Greene’s book in run for book of century
British writer Graham Greene’s The Heart of The Matter has been shortlisted for the best book of the century by the James Tait Black Memorial Prize, which is Britain’s oldest literary award.
The other books on the shortlist for Best of the James Tait Black in fiction award include Angela Carter’s Nights At The Circus, Cormac McCarthy’s The Road, Muriel Spark’s Mandlebaum Gate, James Kelman’s A Disaffection, and Crossing The River by Caryl Phillips.
The shortlist has been chosen from the books that have won the James Tait Black Memorial Prize, founded in 1919, to mark the 250th anniversary of English literature study at the University of Edinburgh. They are the only awards of their kind to be presented by a university.
It is the only major British book award to be judged by scholars and students and is administer ed by the School of Literatures, Languages and Cultures at the Edinburgh University.
The James Tait Black Memorial Prize is awarded annually for the best novel and best biography published during the previous 12 months. The winners of the wto awards win £10,000 each.
This year’s winners were American writer Padgett Powell for his book, You and I and Fiona McCarthy for her book on the British artist and designer Edward Burne-Jones, The Last Pre-Raphaelite: Edward Burne-Jones and the Victorian Imagination.
The six-book shortlist for the special prize was chosen by English scholars and students of literature at the Edinburgh University. The final winner of the special prize will be announced at a special function in December.
The previous winners of the prize include D.H. Lawrence for The Lost Girl, E.M. Forster for A Passage to India, Salman Rushdie for Midnight’s Children, Zadie Smith for White Teeth, Jonathan Franzen for The Corrections and Ian McEwan for Saturday.
Aldous Huxley (After Many A Summer Dies The Swan), C. P. Snow (The New Men and The Masters in sequence), Evelyn Waugh (Men At Arms), William Golding (Darkness Visible), John Le Carré (The Honourable Schoolboy), Nadine Gordimer (A Guest Of Honour), Bruce Chatwin (On The Black Hill), J.M. Coetzee (Waiting For The Barbarians) and Timothy Mo (Renegade or Halo2) are the other well-known winners of the prestigious award.

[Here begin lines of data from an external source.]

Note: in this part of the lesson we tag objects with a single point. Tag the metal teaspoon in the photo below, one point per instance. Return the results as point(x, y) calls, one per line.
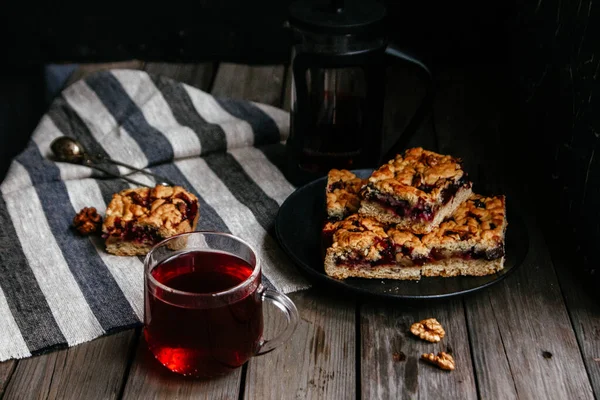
point(70, 150)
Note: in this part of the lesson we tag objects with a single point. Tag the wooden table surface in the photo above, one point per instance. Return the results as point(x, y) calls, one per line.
point(534, 335)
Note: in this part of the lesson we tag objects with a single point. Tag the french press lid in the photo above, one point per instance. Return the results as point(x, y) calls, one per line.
point(337, 17)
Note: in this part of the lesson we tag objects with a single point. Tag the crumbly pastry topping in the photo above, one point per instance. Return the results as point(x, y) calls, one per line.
point(360, 235)
point(475, 230)
point(442, 360)
point(478, 222)
point(162, 210)
point(87, 221)
point(428, 329)
point(417, 174)
point(342, 192)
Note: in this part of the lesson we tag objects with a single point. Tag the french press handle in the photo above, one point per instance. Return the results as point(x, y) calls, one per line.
point(424, 108)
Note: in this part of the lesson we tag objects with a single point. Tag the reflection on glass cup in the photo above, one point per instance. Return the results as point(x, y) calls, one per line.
point(203, 304)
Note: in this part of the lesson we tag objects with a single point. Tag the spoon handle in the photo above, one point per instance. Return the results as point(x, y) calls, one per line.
point(131, 167)
point(107, 172)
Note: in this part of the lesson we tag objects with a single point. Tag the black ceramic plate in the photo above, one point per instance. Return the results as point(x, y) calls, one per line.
point(298, 228)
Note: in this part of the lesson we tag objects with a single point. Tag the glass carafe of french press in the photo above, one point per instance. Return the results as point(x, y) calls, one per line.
point(338, 66)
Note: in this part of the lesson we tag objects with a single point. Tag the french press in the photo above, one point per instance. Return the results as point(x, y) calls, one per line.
point(339, 57)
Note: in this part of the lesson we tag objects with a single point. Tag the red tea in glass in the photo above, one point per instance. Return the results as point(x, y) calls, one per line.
point(203, 304)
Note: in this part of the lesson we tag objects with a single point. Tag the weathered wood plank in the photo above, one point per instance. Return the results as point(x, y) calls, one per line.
point(93, 370)
point(198, 75)
point(318, 362)
point(6, 370)
point(522, 340)
point(583, 309)
point(148, 379)
point(538, 342)
point(263, 84)
point(390, 355)
point(88, 69)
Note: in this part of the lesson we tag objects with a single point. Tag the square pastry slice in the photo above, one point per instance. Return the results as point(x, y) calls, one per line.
point(137, 219)
point(341, 193)
point(470, 242)
point(416, 190)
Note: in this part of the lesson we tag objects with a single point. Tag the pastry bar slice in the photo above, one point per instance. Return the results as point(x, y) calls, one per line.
point(470, 242)
point(342, 193)
point(416, 190)
point(363, 248)
point(137, 219)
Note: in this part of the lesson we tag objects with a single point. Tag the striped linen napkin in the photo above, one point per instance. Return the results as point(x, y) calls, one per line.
point(58, 289)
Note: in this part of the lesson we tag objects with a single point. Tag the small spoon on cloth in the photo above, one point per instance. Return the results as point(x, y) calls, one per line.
point(70, 150)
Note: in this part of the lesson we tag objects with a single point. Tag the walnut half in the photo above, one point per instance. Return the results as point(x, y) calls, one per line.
point(87, 221)
point(429, 329)
point(443, 360)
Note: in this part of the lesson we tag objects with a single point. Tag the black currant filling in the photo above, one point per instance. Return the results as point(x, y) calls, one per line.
point(191, 208)
point(336, 185)
point(388, 256)
point(132, 233)
point(419, 211)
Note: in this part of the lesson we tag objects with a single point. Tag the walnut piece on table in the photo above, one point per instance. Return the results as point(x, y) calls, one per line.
point(87, 221)
point(428, 329)
point(443, 360)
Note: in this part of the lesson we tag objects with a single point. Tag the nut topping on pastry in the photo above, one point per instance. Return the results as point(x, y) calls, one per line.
point(136, 219)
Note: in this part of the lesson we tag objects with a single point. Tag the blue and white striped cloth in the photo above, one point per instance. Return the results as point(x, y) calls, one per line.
point(58, 289)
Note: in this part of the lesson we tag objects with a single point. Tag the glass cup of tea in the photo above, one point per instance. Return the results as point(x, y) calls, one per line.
point(203, 304)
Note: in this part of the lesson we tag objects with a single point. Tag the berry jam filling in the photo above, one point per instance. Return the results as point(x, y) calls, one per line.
point(420, 211)
point(388, 256)
point(133, 233)
point(191, 207)
point(489, 255)
point(336, 185)
point(401, 207)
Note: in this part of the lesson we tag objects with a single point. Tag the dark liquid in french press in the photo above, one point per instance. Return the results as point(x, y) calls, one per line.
point(337, 96)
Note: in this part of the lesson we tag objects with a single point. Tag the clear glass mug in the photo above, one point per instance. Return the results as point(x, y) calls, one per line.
point(203, 304)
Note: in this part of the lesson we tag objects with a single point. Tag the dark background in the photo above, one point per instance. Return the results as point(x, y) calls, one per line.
point(544, 51)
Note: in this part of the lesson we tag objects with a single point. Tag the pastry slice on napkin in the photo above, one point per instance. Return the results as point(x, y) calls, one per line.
point(137, 219)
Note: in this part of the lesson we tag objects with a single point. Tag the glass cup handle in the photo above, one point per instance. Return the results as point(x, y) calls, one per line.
point(291, 314)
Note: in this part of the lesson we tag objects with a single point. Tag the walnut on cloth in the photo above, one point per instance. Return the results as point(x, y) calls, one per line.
point(87, 221)
point(443, 360)
point(428, 329)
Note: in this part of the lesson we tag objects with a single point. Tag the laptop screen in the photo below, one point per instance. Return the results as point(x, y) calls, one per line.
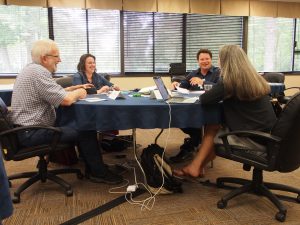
point(161, 88)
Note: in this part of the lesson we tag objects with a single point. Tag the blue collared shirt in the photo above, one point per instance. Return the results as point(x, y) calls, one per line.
point(212, 77)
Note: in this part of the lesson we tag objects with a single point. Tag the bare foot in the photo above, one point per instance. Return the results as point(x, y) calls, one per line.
point(189, 170)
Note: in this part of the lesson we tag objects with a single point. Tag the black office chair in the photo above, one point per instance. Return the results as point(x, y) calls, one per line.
point(13, 150)
point(282, 154)
point(279, 78)
point(177, 71)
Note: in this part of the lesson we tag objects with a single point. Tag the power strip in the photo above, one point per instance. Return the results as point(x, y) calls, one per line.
point(132, 188)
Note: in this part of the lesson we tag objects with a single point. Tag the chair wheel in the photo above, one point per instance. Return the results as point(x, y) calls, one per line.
point(69, 193)
point(16, 199)
point(298, 199)
point(80, 176)
point(222, 204)
point(220, 184)
point(280, 216)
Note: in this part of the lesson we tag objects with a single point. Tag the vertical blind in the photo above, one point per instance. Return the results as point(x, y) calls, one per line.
point(270, 43)
point(207, 31)
point(18, 32)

“This best of the best award is a wonderful opportunity to revisit some of the best writers in the literary canon. It is fitting in the year of celebration of 250 years of study of English literature at the University of Edinburgh that we recognise the wonderful contribution this prize makes to honouring great literature,” Regius Professor Greg Walker, chair of the James Tait Black Prizes, said.